If you can set arbitrary environment variables, you're pwned and have always been pwned. You can set all manner of interesting things, including LD_PRELOAD, to control the execution environment and potentially execute arbitrary code.

EDIT: Putting random data in an environment variable where you pick the name should always be secure, though, which is an assumption that most of *nix makes.

rst|11 years ago

Plenty of other shells support backticks without the "export -f" magic. They must, as backticks are mandated POSIX behavior; few support "export -f" at all. (And at least one that did, the old Bell Labs post-v7 "Research Unix" shell, used only environment variables with embedded characters which couldn't easily be created by normal means, to avoid the risk of "magic processing" on things like TERM and HTTP_FOO.)

mzs|11 years ago

"the most recent way to exploit it is to export an environment variable of, say, ls to a bash function."

Even before the redhat patch you would need something to set echo=() { ... but how will an attacker do that when they can only set something like HTTP_USER_AGENT=() { ... ? See how overriding a builtin is not and never was a vulnerability?

danielparks|11 years ago

I agree with all your points.

I think the real bug is that all this stuff calls out to a shell at all. Sure, it's convenient, but it's basically eval().

cnvogel|11 years ago

There are two things to differentiate, in my oppinion.

In most cases, the shell is just used to find programs in the PATH when a C programmer uses system(). And for that case, which is probably 99% of the time when /bin/sh is being invoked, it would make perfect sense to implement this with something that exhibits less attack surface.

Taking the "dhcp-exploit" as an example (set a DHCP option on your server to "(){...}; exploit;"), I think it's less clear: Implementing the functionality of updating configuration files according to the DHCP options sent is a prefecty reasonable place to use a script written in sh/ksh/bash! It's easy to implement by any sysadmin, works very reliably with a little care, and performance-wise it's not critical at all.
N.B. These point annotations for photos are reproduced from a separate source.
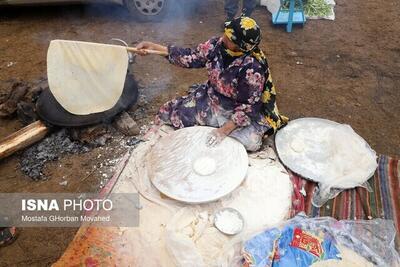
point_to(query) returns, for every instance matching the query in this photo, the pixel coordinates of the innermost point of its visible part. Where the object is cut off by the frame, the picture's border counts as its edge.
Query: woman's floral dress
(234, 92)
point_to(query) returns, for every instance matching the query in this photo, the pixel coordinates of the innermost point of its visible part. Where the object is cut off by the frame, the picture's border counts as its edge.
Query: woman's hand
(150, 46)
(217, 135)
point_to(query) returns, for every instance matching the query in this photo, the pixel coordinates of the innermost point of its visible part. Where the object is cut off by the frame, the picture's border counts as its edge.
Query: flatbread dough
(326, 152)
(86, 78)
(173, 172)
(204, 166)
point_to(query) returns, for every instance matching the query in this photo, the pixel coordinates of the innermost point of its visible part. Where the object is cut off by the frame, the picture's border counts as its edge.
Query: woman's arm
(151, 46)
(183, 57)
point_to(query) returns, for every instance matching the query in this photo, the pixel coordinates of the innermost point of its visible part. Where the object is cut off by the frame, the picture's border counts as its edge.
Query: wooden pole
(22, 138)
(148, 51)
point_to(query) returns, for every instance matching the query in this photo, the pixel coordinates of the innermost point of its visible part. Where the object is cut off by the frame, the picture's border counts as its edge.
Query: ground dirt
(345, 70)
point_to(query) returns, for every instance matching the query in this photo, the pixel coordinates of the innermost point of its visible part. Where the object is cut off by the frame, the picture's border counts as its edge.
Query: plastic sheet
(373, 240)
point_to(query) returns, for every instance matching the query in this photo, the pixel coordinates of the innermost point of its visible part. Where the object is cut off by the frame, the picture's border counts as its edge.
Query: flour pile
(185, 235)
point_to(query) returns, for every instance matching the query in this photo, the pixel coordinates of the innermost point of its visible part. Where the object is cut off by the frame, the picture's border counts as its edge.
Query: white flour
(326, 152)
(228, 222)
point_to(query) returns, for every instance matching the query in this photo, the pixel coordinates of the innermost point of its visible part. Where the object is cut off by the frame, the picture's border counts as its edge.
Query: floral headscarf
(245, 33)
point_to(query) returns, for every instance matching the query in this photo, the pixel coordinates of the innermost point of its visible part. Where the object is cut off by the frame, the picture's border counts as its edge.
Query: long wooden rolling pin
(22, 138)
(38, 130)
(148, 51)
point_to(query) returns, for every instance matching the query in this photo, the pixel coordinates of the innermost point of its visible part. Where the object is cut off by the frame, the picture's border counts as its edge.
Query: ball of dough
(297, 145)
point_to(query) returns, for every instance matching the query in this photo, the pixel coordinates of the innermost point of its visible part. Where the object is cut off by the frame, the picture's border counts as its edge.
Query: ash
(51, 148)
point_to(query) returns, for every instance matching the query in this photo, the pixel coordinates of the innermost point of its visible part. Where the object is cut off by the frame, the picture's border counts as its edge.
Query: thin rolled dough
(86, 78)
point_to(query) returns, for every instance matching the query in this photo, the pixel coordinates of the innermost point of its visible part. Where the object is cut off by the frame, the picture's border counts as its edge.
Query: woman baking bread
(239, 96)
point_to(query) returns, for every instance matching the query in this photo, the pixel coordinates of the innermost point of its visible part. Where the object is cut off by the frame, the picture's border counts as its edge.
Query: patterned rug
(357, 204)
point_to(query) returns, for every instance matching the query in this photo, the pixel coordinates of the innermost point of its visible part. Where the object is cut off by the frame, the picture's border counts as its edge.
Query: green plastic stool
(293, 15)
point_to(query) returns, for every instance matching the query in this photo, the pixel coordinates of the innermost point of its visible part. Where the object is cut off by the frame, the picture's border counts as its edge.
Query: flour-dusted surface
(184, 168)
(326, 152)
(229, 221)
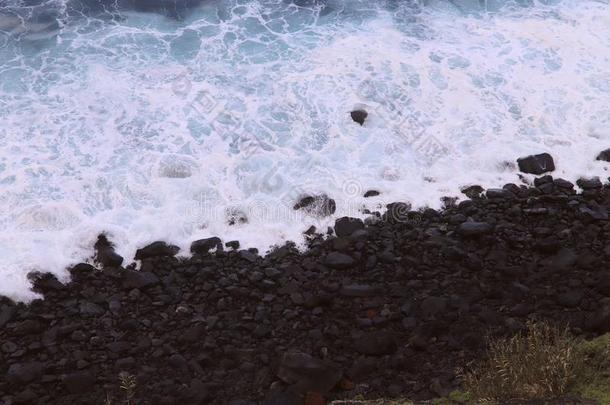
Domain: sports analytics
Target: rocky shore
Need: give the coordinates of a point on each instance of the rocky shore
(388, 307)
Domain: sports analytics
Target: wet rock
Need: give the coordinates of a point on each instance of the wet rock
(105, 253)
(308, 373)
(346, 226)
(498, 193)
(473, 229)
(90, 309)
(45, 282)
(139, 279)
(474, 191)
(156, 249)
(604, 155)
(359, 116)
(536, 164)
(203, 246)
(590, 183)
(397, 212)
(316, 205)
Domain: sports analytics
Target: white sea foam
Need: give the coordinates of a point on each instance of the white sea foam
(150, 128)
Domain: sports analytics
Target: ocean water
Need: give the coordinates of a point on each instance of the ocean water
(157, 120)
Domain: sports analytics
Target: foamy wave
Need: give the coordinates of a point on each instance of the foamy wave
(149, 128)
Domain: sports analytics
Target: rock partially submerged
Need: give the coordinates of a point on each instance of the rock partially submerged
(604, 155)
(536, 164)
(359, 116)
(317, 205)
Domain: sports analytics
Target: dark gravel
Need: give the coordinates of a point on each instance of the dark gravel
(389, 308)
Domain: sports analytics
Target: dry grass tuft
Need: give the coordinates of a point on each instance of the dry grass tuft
(540, 363)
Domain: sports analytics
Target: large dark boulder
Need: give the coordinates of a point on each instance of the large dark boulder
(156, 249)
(307, 373)
(316, 205)
(536, 164)
(203, 246)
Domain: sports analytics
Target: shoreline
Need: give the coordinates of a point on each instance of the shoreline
(387, 307)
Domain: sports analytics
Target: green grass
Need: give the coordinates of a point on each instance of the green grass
(594, 379)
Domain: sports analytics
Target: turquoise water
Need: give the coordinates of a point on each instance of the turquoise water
(162, 122)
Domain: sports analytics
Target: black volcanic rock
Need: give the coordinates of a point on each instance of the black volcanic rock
(156, 249)
(139, 279)
(317, 205)
(307, 373)
(79, 382)
(22, 373)
(338, 260)
(359, 116)
(346, 226)
(536, 164)
(376, 343)
(408, 298)
(604, 155)
(105, 253)
(203, 246)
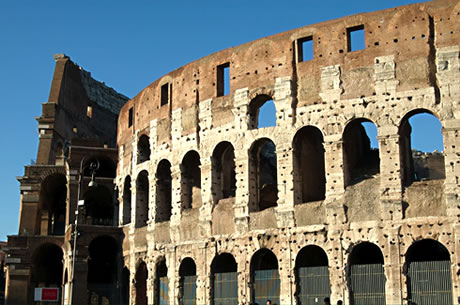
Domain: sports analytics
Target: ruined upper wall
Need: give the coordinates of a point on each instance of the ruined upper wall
(409, 33)
(78, 107)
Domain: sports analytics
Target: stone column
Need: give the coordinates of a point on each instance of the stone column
(241, 205)
(205, 215)
(285, 203)
(390, 173)
(176, 202)
(393, 267)
(284, 100)
(335, 212)
(451, 134)
(240, 110)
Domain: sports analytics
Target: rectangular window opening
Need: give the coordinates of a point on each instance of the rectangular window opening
(223, 79)
(130, 117)
(305, 48)
(89, 111)
(355, 38)
(164, 94)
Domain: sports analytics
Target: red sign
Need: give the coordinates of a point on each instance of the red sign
(50, 294)
(47, 294)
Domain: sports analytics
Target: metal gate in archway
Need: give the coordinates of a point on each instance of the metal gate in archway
(225, 288)
(367, 284)
(430, 282)
(314, 285)
(189, 290)
(266, 286)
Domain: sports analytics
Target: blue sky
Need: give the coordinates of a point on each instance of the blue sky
(126, 44)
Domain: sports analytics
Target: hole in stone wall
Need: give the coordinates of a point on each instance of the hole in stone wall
(366, 266)
(356, 38)
(309, 168)
(223, 167)
(305, 49)
(142, 199)
(262, 112)
(263, 175)
(312, 275)
(143, 149)
(127, 201)
(223, 79)
(191, 180)
(163, 191)
(421, 147)
(361, 153)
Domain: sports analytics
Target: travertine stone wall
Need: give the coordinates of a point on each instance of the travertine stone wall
(410, 64)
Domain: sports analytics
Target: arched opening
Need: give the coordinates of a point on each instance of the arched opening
(309, 168)
(367, 276)
(360, 151)
(102, 270)
(224, 280)
(191, 180)
(429, 278)
(142, 199)
(163, 192)
(124, 287)
(127, 201)
(161, 283)
(53, 196)
(143, 149)
(223, 171)
(312, 275)
(265, 277)
(47, 266)
(262, 112)
(421, 147)
(107, 167)
(187, 282)
(60, 156)
(263, 179)
(141, 284)
(98, 206)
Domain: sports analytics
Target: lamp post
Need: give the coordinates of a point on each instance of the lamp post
(93, 167)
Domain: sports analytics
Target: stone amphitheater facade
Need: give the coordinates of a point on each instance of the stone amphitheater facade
(196, 185)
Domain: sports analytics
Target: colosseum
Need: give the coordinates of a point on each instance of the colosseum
(181, 195)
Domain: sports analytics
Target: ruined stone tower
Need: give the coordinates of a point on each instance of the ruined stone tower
(213, 208)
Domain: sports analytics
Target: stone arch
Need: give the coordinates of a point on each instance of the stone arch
(141, 283)
(223, 171)
(263, 179)
(428, 273)
(102, 269)
(360, 160)
(254, 112)
(265, 277)
(224, 279)
(366, 274)
(187, 281)
(127, 196)
(163, 191)
(107, 166)
(52, 204)
(312, 275)
(419, 165)
(59, 154)
(161, 285)
(47, 266)
(99, 207)
(191, 180)
(143, 149)
(142, 199)
(309, 165)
And regardless of the language you implement it: There's some place where user-input has to be sanitized, but up to now, it was considered common knowledge that arbitrary data in an environment variable is safe as long as the variables' name adheres to some convention (prefix them all with PROGNAME_...). And bash doesn't respect this convention by looking at variable CONTENT, even though I'm pretty sure that it was already established when the bash-project started... (see, for example, handling of "special" variables like LD_xxx in suid programs or the dynamic linker)

philh|11 years ago

How is it different to set some environment variables and then call out to a shell script, versus to set some environment variables and then call out to a perl script, or a binary compiled from C?

scintill76|11 years ago

Yeah, I hope I never have occasion to walk through an undocumented minefield, I mean collection of "features", designed by this person.
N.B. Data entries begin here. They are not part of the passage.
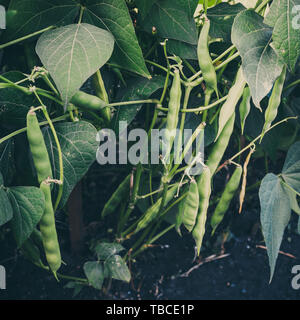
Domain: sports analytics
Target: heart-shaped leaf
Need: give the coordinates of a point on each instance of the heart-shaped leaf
(28, 205)
(286, 36)
(291, 167)
(260, 62)
(79, 146)
(73, 53)
(275, 215)
(25, 17)
(114, 16)
(221, 19)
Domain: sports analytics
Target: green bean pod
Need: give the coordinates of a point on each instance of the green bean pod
(48, 231)
(191, 205)
(153, 211)
(205, 61)
(244, 108)
(117, 197)
(234, 95)
(220, 145)
(173, 112)
(179, 217)
(225, 200)
(204, 187)
(38, 148)
(88, 101)
(274, 101)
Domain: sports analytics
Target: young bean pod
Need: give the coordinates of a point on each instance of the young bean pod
(48, 231)
(227, 195)
(204, 187)
(191, 205)
(234, 95)
(38, 148)
(173, 112)
(274, 101)
(220, 146)
(87, 101)
(153, 211)
(205, 61)
(245, 107)
(117, 197)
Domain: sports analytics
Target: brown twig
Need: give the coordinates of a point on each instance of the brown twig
(281, 252)
(206, 260)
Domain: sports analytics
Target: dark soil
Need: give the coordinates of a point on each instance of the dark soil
(158, 274)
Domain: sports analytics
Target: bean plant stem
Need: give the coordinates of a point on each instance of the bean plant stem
(59, 151)
(258, 137)
(43, 123)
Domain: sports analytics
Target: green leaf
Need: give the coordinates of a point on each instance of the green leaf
(260, 62)
(172, 20)
(114, 16)
(76, 286)
(27, 16)
(6, 211)
(117, 268)
(293, 200)
(221, 19)
(291, 167)
(79, 146)
(286, 37)
(95, 273)
(73, 53)
(28, 205)
(105, 249)
(275, 215)
(138, 89)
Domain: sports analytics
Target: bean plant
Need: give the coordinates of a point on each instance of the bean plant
(226, 70)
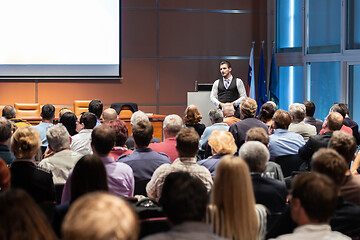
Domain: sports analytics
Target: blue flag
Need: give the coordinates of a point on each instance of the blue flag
(273, 81)
(261, 96)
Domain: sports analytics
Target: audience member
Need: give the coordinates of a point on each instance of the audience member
(184, 200)
(229, 114)
(69, 120)
(21, 218)
(192, 119)
(282, 142)
(297, 112)
(309, 116)
(25, 144)
(120, 176)
(143, 161)
(98, 216)
(121, 133)
(267, 111)
(248, 110)
(221, 143)
(96, 107)
(172, 125)
(109, 115)
(233, 213)
(5, 135)
(9, 113)
(63, 158)
(313, 201)
(216, 117)
(81, 142)
(135, 118)
(187, 146)
(47, 116)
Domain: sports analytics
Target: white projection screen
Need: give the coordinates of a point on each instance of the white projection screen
(60, 38)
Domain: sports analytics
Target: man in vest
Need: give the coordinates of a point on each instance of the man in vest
(226, 90)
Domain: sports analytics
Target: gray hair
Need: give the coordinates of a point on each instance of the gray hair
(173, 123)
(256, 155)
(58, 137)
(216, 115)
(137, 117)
(297, 110)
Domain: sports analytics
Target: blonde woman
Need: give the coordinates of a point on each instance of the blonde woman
(233, 213)
(221, 143)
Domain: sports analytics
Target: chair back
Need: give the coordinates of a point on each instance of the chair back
(24, 110)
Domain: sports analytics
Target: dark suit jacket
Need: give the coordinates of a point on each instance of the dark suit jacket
(313, 144)
(270, 192)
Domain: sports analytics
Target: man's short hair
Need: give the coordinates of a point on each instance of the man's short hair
(257, 134)
(318, 195)
(58, 137)
(109, 114)
(248, 107)
(256, 155)
(48, 112)
(310, 108)
(9, 112)
(5, 129)
(282, 119)
(173, 123)
(88, 119)
(98, 216)
(329, 162)
(96, 107)
(344, 144)
(335, 121)
(225, 62)
(142, 133)
(187, 142)
(184, 198)
(103, 139)
(297, 110)
(138, 116)
(216, 115)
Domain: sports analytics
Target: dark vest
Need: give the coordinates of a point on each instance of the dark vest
(227, 95)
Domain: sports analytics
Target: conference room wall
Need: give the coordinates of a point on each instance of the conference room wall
(165, 50)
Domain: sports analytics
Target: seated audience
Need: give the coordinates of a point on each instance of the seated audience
(120, 176)
(96, 107)
(121, 133)
(233, 213)
(21, 218)
(221, 143)
(248, 110)
(184, 200)
(271, 193)
(313, 202)
(81, 142)
(98, 216)
(229, 114)
(5, 135)
(309, 116)
(143, 161)
(172, 125)
(9, 113)
(216, 117)
(187, 146)
(282, 142)
(297, 112)
(69, 120)
(36, 181)
(267, 111)
(135, 118)
(192, 119)
(63, 158)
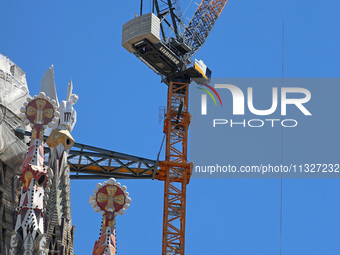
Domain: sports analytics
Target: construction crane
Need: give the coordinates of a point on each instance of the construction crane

I say this without animosity to bash devs. I think some blame can be shared. But putting it all on people you expect to understand under-documented behavior and "implementation details" in every possible version of every possible flavor of /bin/sh is madness.

kcbanner|11 years ago

I believe this just applies to bash, not sh?

nailer|11 years ago

There are other methods of IPC other than shell variables. The shell is a known insecure environment, which is where there are limits on setuid for shell scripts.
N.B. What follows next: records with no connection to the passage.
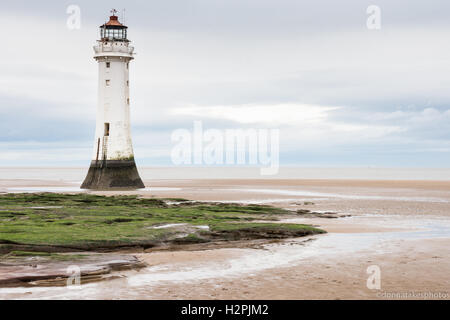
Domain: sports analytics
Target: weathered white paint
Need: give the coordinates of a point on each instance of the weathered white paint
(113, 101)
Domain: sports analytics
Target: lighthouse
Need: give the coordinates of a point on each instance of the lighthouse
(113, 165)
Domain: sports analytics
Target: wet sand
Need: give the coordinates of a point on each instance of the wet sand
(401, 226)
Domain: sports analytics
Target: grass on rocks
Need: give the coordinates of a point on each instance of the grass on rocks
(89, 222)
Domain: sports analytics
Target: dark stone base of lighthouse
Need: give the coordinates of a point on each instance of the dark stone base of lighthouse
(112, 174)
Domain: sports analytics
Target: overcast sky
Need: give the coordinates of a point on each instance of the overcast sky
(341, 94)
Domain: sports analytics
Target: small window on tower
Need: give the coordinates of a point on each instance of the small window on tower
(106, 134)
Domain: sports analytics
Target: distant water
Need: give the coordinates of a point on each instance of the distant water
(75, 174)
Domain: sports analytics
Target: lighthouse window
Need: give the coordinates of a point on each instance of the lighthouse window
(106, 134)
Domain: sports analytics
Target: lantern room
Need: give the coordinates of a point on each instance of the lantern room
(113, 30)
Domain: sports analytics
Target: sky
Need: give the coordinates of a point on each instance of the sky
(340, 94)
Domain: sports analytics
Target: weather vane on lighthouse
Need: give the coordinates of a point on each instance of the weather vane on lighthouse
(113, 165)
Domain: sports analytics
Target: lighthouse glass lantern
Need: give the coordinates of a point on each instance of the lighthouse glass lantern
(113, 165)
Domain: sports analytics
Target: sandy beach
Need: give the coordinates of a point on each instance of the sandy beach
(401, 226)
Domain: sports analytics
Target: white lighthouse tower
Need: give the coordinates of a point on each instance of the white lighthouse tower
(113, 165)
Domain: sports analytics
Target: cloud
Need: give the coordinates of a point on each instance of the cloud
(313, 70)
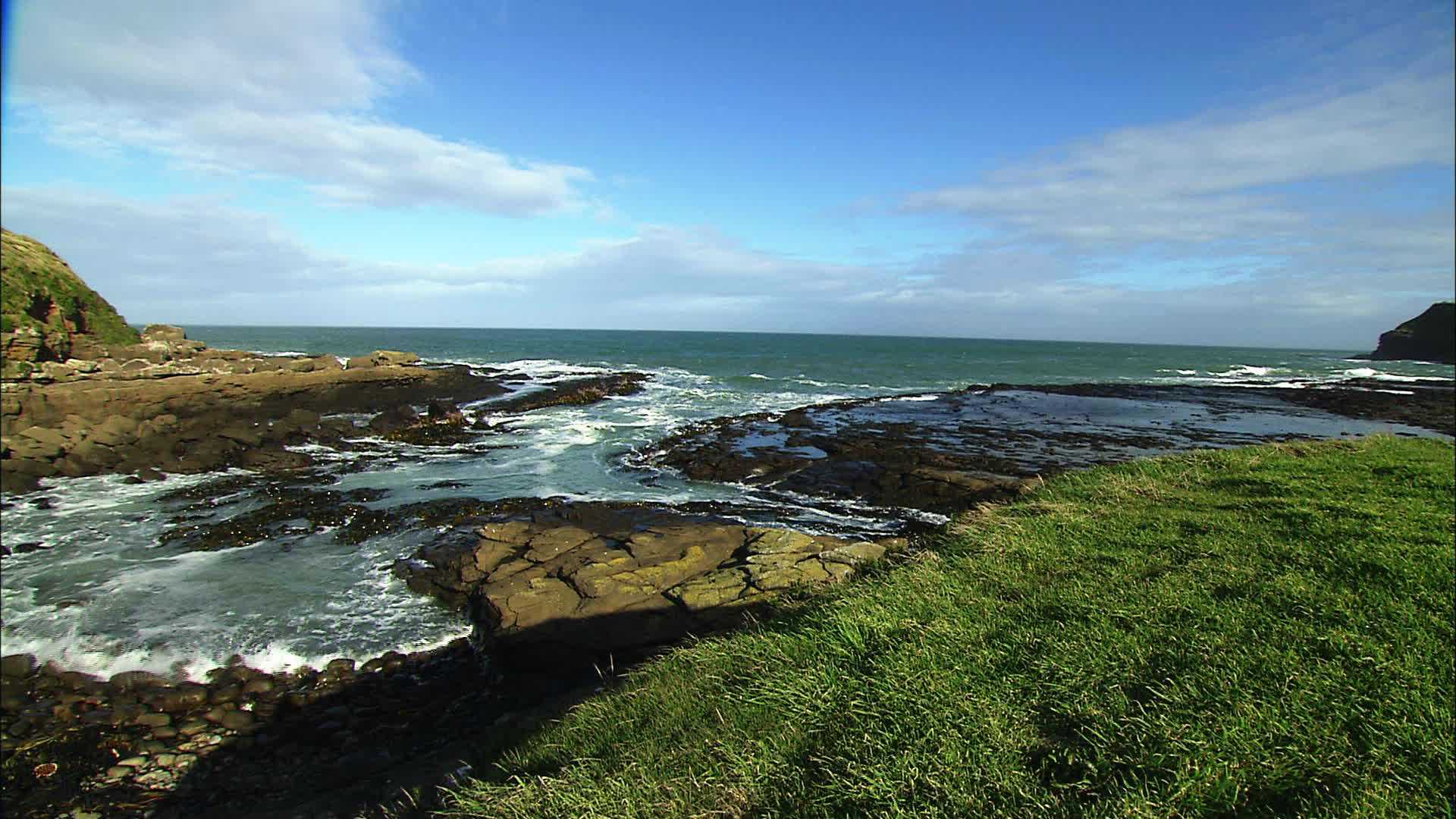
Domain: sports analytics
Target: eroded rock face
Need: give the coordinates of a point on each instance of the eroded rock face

By letting everyone on the Internet set shall variables Apache and whatever DHCPd (ISC?) did something they could have known would have bad consequences whether this feature/bug existed or not.

The only data Apache needs to control is Apaches.

icebraining|11 years ago

From what I understand, Apache doesn't send them to bash. It sends the to whatever binary is configured to handle the request (using CGI), which were then calling bash unbeknown to Apache (but implicitly passing the same environment variables).